Forgive me, but there's just something that doesn't sit right with me about getting a year's worth of radiation exposure in a few days (not to mention, you still get an additional year's worth in a year). (Or, a day's worth of radiation in a few seconds; which is why I'm happy to keep myself in the control group of the TSA's radiation exposure experiments.)

And I dot know what news sources you've been reading, but nobody's been seriously talking about a thermonuclear detonation... they have been talking about a meltdown, and that event seems increasingly plausible.
@27 Remember that you even stated that you are not a nuclear expert. You have to consider that an x-ray or CT scan is putting WAY more radiation in your body than this nuclear leak. Also every time you fly in an airplane you are exposed to increased radiation from less atmosphere to protect you. Your smoke alarm also emits radiation into your house.

It is worth being cautious about and I appreciate that you are just expressing a feeling but this is why we have to stick with the facts and the science. People are scared of nuclear anything due to various pieces of pop culture.
And yet, the Japanese government is now telling 140,000 people to seal up their houses and is handing out iodine tablets in Tokyo.

I don't know about you, but every time I've gotten x-rays, they put a big lead smock on me, the doctor leaves the room, and I don't get blasted by x-rays continually for a week.
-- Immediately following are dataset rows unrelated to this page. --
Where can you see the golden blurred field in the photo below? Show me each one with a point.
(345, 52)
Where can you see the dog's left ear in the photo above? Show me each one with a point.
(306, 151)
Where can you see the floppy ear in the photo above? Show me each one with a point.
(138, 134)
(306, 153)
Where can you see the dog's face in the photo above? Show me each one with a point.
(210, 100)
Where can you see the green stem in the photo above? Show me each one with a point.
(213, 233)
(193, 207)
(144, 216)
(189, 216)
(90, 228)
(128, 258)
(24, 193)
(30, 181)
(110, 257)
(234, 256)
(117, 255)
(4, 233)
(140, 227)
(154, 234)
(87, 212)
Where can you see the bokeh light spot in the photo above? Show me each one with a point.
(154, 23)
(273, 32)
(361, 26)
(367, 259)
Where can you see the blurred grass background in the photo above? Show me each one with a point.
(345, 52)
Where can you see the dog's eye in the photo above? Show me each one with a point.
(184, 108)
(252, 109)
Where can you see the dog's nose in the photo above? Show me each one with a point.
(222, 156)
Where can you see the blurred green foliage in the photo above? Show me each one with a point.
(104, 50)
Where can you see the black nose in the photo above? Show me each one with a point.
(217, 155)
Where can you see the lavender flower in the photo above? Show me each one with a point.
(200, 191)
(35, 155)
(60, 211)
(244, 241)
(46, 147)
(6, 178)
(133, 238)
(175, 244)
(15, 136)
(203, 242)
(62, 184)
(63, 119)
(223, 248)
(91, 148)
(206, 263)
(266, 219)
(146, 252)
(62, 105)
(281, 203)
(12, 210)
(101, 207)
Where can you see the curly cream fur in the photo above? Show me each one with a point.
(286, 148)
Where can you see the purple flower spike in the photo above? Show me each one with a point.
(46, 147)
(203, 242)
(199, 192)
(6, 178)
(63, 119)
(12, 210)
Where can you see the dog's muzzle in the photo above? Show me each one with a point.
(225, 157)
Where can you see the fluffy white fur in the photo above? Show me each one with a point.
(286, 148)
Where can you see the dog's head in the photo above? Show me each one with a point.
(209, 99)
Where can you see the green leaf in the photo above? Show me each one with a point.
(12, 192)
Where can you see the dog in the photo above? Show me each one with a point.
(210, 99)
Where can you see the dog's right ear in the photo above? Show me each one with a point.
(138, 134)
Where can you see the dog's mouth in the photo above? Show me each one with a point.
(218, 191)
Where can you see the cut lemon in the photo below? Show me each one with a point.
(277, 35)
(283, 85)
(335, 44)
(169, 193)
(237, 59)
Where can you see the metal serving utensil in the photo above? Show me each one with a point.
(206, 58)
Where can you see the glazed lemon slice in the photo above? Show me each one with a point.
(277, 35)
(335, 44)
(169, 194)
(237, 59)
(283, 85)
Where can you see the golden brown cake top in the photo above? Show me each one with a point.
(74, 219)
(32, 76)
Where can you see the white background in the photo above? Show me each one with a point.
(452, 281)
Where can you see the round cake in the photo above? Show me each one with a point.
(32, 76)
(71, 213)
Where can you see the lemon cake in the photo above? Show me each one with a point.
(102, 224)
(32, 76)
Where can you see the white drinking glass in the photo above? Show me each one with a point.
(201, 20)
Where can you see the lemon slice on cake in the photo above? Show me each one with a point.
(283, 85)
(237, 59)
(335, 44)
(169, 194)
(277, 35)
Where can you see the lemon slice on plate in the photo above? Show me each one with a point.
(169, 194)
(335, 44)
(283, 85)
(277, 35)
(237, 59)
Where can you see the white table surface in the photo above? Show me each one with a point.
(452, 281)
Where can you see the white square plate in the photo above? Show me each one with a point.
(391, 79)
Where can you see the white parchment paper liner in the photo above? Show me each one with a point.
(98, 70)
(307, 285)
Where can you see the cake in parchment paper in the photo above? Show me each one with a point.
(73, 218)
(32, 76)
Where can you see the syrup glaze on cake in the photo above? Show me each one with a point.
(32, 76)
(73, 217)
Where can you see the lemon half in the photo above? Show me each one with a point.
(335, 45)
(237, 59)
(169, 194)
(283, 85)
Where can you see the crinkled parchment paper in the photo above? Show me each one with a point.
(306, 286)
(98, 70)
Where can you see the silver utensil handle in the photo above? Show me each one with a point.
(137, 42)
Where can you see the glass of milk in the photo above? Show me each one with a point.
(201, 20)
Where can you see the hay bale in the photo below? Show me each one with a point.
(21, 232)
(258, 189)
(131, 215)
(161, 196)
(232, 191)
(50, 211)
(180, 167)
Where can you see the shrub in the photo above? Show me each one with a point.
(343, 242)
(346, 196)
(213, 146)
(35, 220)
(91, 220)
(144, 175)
I'm not saying we're at apocalypse here, but can we agree this is worse (for Japan, at least) than a smoke detector or normal ambient radiation? Do we need to wait for people to get cancer or their gums to start bleeding before we admit that their nuclear reactor fucked up?
Vitamins are the mind killer.

Caffeine ftw!
@29, No. Just last night people were still saying that they were detecting Cesium and Iodine only because they were venting, not because of potentially damaged fuel rods and loss of containment. Perhaps for some the illusion of control must be maintained.
Great summary and lots of good info here:…
What do the labels on that graph mean?
@31: detection of cesium indicates some degree of damage to the fuel rods. It does not mean breach of the reactor vessel, or of primary containment, because they have been venting. Other developments indicate some breach of primary containment in unit #2, and I have not read any information about the state of the reactor vessels themselves in units 1-3. However, there may be no way of knowing whether they have been breached or not at this point.

We do know that the secondary containment buildings have been destroyed significantly in units 1 and 3, which is the last line of defense. So unless the more primary lines of defense hold, which is completely unknown territory at this point, it could become very bad very fast.
see also: Debunking a viral blog post on the nuke …:

A viral blog post claimed that there was no chance "significant radiation" would be released from damaged reactors in Japan, but despite having been republished widely around the Web, the post has not held up to scrutiny.

Identified as an "MIT research scientist," Dr. Josef Oehmen wrote the post over the weekend with the title, "Why I am not worried about Japan’s nuclear reactors." It was a modified version of an e-mail he sent to family and friends in Japan on Saturday evening, according to the blog where it was originally posted.

Oehmen, it turns out, does work at MIT but has no special expertise in nuclear power. And his key claim -- that "there was and will *not* be any significant release of radioactivity from the damaged Japanese reactors" -- appears to have already been proven false. While clearly the situation is still developing and all the facts are not yet known, the New York Times reported today that an explosion at the Fukushima Daiichi plant released "a surge of radiation 800 times more intense than the recommended hourly exposure limit in Japan," leading to the evacuation of 750 workers. Meanwhile, the government has ordered 140,000 within 20 miles of the plant to stay indoors.